Tumult Analytics’ privacy promise#
This topic guide outlines the “privacy promise” provided by Tumult Analytics,
along with its caveats. This guarantee is based on one of the core abstractions
of Tumult Analytics: Sessions
.
At a high level, a Session allows you to evaluate queries on private data in a way that satisfies differential privacy. When creating a Session, private data must first be loaded into it, along with a privacy budget. You can then evaluate queries on your private data, consuming at most the privacy budget provided at initialization time.
The privacy promise in more detail#
A Session
is initialized with:
one or more private data sources (data you wish to query in a differentially private way);
one or more public data sources (data that does not require privacy protection, but may be used as auxiliary input to your computation);
a privacy definition along with its associated privacy parameters (e.g. tutorials use PureDBBudget, corresponding to pure differential privacy, and Tumult Analytics also supports zero-concentrated differential privacy).
After initialization, the Session guarantees that the answers returned by
calling evaluate()
to evaluate queries
satisfy the corresponding privacy definition with respect to the private data,
using the specified parameters. For example, a Session initialized with
PureDPBudget(1)
provides \({\varepsilon}\)-differential privacy with
\({\varepsilon}=1\).
Subtlety 1: unit of protection#
In the simplest case, the privacy guarantee from a Session
prevents an attacker from learning whether one individual row was added or removed in each private dataset – the AddOneRow
protected change.
If the data of a single individual can span multiple rows in the same private dataset, then this individual is not covered by the privacy promise, only individual rows are.
If you know that a single individual can appear in at most k rows in an input dataset, you can load that dataset into a Session using a different value for the protected_change
parameter.
For example, using AddMaxRows(k)
will cause Tumult Analytics to hide the addition or removal of up to k rows at once from the corresponding private dataset, providing individual-level protection.
Other possible protected changes are also available, though they are typically only needed for advanced use cases.
Because the privacy of individuals depends on how often they appear in a dataset, you should be careful of what kind of pre-processing is done to the private data before loading it into a Session. If you start from a DataFrame where each individual appears in a single record, but this property stops being true before the data is loaded into a Session, then you might not get the expected privacy guarantees.
Subtlety 2: covered inputs & outputs#
A Session only provides guarantees on the private datasets, and this guarantee
only covers data returned by evaluate
calls. Use of the private data in any
other way is not protected by the Session.
This means that you should not directly use private data; instead, you
should only access it indirectly by executing
evaluate()
on well-specified queries. In
particular, public sources and parameters like groupby
information or
clamping bounds are not protected. They can reveal private information if the
private data is used directly to determine them.

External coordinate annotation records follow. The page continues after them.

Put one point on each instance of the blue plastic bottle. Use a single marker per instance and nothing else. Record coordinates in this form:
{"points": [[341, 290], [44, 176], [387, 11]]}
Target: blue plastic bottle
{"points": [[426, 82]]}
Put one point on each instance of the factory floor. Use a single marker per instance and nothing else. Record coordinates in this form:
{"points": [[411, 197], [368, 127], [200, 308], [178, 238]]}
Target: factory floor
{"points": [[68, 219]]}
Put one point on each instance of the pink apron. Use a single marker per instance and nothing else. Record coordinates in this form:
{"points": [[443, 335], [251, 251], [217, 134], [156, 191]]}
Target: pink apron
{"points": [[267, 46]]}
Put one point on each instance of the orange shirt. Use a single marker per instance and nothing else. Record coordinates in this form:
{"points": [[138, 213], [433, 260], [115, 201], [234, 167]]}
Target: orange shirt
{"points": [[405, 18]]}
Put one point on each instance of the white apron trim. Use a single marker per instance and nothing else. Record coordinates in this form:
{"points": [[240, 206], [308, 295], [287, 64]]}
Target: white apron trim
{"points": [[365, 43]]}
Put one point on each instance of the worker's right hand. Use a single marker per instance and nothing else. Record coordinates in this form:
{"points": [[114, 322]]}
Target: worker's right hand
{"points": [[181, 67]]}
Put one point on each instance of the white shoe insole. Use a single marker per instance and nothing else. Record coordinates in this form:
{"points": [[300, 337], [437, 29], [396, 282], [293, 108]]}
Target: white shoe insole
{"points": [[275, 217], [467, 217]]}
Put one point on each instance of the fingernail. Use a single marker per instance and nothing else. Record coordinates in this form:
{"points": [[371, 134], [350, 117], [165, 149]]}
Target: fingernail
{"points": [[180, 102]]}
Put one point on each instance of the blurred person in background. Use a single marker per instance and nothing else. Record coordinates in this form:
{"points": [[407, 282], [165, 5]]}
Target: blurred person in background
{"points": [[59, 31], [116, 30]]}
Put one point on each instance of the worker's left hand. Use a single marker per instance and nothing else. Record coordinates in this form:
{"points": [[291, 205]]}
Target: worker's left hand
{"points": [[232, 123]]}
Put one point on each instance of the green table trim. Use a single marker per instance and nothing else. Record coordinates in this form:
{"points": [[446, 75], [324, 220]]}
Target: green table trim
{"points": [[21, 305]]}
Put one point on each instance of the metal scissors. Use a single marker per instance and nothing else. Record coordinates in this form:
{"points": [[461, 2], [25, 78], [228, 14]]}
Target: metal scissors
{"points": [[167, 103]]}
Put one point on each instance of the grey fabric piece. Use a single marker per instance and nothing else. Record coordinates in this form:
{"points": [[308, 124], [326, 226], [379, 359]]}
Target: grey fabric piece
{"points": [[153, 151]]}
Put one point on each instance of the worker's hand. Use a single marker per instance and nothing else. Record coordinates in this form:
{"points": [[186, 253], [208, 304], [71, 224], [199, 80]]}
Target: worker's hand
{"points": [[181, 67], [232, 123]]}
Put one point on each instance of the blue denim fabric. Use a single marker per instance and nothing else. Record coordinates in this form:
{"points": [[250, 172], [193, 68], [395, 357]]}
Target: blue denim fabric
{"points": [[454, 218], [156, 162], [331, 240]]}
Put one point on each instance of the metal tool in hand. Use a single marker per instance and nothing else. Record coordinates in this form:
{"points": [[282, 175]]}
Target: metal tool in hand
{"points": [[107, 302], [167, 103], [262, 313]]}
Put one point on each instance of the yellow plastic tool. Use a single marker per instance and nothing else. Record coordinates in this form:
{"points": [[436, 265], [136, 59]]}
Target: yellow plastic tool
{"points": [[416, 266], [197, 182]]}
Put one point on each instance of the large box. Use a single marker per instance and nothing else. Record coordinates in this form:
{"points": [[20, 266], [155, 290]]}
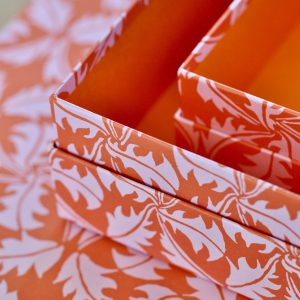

Subtlety 3: adversarial model#
Tumult Analytics, and in particular the Session interface, is designed to make it easy to obtain expected differential privacy guarantees, and difficult to accidentally break these guarantees. However, this library was not designed to defend against actively malicious users. In particular:
Do not inspect the private state of a Session or other objects. The privacy guarantees of a Session only apply to the public API. Inspecting a Session’s private state and using this information to tailor your analysis workflow will break the privacy guarantee.
Do not use
map()
orflat_map()
operations with side-effects. These operations allow you to transform data using arbitrary user-defined functions (UDFs). When using map or flatmap, a Session’s privacy guarantee only holds if the UDFs do not have side-effects with externally-observable behaviors. For example, a UDF could be designed to throw an exception if a specific record is found in the data. This would reveal information about the private data and break the privacy promise.Do not release side-channel information. The privacy guarantee only applies to the output of calls to
evaluate()
. Information such as how long a query ran or how much memory it required might reveal private information. Do not use this library in an untrusted context where protection against such side-channels is important.